My life really is simple...

This is going to sound really obvious and boring but every so often I hear or read things which make me realise that I'm actually quite a simple person with a rather simple life.
Not that this is a bad thing, I rather love the fact that I don't have any major traumas or emotional issues to stress me out.
Maybe I'm just naive but it worries and sort of upsets me when I realise that friends have issues that I had no idea about but, however trivial they may seem to me, are tearing them apart inside.
I'm the sort of person that wants to do everything I can to help and to make things better but, as everybody knows, there's not usually anything you can do.
Take just some of my friends at the moment. One has just split with her boyfriend of four years after finding out he cheated on her and, while she is coping with it so much better than I would in the same situation, I know how much she loved him and that she's heartbroken inside.
Then there is another friend, who is technically a friend of a friend and is an absolute sweetheart who I like very much. She seems to be on the verge of an emotional implosion (her words, not mine) and I am actually quite worried about her, as she generally seems like a much more together person than she apparently actually is.
Another good friend is being completely screwed over by an ex girlfriend who has serious mental psycho issues and I know, despite what he says, he is still at least a little bit in love with her. I just hope he does have the strength to finally cut her out of his life when he decides to and not let her wheedle her way back in like she has in the past.

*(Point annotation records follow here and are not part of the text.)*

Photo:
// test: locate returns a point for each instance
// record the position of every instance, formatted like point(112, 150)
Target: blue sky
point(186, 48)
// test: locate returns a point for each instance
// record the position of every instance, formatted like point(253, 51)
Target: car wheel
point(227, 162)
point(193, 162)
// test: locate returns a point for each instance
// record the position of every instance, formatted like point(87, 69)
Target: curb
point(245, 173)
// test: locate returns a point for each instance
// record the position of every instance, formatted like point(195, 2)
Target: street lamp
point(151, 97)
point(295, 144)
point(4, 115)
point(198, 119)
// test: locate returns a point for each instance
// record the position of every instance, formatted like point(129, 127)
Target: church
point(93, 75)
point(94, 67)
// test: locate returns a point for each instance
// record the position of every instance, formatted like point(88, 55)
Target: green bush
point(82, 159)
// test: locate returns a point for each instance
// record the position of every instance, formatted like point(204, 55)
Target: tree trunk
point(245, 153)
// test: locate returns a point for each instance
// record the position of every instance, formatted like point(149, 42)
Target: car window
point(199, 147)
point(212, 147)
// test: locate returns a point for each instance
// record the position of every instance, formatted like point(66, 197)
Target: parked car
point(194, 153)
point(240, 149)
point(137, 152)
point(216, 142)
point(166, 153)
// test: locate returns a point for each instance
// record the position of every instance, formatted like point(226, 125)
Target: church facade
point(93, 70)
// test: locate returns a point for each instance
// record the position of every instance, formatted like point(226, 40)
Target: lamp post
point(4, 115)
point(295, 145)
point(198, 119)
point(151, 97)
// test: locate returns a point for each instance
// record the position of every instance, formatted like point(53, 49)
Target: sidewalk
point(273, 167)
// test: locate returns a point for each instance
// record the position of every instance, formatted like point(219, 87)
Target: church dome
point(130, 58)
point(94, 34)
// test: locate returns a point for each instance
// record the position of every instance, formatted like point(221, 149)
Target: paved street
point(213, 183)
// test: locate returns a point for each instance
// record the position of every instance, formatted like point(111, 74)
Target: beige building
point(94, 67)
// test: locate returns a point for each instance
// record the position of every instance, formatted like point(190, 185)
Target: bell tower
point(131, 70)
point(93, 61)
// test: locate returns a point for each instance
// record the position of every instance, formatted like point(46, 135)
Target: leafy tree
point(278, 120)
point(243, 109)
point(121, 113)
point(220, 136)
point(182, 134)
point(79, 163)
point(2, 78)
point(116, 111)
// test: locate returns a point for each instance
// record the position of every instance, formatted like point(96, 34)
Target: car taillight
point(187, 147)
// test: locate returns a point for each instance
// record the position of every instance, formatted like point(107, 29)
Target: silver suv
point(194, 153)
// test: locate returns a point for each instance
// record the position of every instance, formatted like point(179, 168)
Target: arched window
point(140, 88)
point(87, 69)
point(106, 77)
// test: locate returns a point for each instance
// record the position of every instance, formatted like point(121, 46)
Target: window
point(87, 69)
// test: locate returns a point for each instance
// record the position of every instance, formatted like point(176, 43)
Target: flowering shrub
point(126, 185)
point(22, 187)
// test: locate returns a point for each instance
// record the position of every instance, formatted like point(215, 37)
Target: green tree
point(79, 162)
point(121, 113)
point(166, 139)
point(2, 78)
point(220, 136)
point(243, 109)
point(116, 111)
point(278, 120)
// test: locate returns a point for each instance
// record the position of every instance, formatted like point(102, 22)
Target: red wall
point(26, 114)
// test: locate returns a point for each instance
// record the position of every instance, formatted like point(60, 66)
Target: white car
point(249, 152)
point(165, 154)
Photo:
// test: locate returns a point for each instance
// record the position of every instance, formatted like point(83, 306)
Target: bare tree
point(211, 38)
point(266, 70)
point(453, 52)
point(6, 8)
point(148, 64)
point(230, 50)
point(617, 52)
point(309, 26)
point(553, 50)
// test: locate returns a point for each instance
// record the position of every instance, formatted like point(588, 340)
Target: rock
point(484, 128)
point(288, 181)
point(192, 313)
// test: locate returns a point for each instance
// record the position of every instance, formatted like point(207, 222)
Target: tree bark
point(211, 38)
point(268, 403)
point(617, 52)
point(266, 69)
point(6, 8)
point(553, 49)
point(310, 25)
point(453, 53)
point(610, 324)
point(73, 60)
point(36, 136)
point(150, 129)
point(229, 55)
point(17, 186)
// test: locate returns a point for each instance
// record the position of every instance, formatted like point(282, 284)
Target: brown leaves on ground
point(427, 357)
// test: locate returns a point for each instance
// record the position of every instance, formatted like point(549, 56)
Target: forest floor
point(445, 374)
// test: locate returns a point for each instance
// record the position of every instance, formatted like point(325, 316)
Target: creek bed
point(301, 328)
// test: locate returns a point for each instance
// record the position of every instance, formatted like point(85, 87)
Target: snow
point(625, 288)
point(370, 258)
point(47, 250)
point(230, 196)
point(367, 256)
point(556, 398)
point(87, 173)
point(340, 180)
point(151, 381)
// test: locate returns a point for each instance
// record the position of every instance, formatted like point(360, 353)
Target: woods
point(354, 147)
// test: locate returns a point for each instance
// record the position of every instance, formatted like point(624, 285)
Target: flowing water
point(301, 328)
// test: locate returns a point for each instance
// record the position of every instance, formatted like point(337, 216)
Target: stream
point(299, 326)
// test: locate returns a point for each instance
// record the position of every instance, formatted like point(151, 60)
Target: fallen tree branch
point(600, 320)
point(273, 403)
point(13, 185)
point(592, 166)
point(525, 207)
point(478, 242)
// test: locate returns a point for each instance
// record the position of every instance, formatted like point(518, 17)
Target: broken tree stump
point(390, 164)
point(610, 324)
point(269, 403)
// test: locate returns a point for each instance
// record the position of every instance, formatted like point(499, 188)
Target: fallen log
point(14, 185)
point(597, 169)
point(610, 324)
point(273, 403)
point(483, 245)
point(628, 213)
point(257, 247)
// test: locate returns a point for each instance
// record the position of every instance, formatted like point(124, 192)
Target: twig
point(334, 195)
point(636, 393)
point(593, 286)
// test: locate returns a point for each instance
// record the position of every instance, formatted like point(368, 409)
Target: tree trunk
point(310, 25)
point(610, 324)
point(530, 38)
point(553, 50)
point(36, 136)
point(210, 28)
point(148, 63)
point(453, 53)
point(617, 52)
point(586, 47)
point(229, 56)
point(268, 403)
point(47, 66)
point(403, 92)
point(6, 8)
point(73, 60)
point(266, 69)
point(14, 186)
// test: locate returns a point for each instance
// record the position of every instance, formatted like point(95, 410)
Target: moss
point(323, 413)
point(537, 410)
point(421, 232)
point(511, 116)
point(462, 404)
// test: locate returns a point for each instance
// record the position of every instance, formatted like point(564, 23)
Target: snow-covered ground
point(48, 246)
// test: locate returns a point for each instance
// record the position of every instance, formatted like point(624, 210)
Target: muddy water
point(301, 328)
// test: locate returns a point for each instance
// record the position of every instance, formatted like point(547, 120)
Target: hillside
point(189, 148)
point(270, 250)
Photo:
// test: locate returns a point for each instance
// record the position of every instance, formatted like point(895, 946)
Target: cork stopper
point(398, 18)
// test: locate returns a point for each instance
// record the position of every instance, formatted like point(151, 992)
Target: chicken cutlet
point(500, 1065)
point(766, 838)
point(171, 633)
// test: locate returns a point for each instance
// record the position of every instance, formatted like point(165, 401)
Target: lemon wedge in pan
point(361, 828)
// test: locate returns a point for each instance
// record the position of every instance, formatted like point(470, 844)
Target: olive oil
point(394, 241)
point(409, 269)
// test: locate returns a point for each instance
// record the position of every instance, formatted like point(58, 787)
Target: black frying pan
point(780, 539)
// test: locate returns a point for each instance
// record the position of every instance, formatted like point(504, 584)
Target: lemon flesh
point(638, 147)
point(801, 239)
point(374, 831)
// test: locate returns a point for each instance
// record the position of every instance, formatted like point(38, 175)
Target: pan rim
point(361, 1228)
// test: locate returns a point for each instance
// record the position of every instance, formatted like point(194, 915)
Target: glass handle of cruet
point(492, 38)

I guess I am incredibly lucky. Yes, I'm half Italian and therefore have a fiery temperament and have been known to cry at the most random things, although generally I'm pretty tough with most things life throws at me. I'm also pretty good at dealing with things and not over analysing or letting things get me down if there is nothing I can do about it.
I am also (and this is going to sound really icky so I apologise in advance) unbelievably lucky to have Da Boy in my life. I trust him completely and, as much as he can drive me insane, love him more than anything. He's very much a stabilising and calming influence in my life and is always there when I need him. I also like to think that I'm there for him. He makes me laugh the way nobody else can and always knows when I need a hug.
We're really good together and, after seven years, I like to think we'll stay perfect for each other for the rest of our lives.
I'm a realist, I know you can't predict the future and there is no way of saying I will be with Da Boy for the rest of my life but I do know that I can't imagine myself with anyone else.
So, all in all, I like my simple life and, in all honesty, would wish it on others too if I could!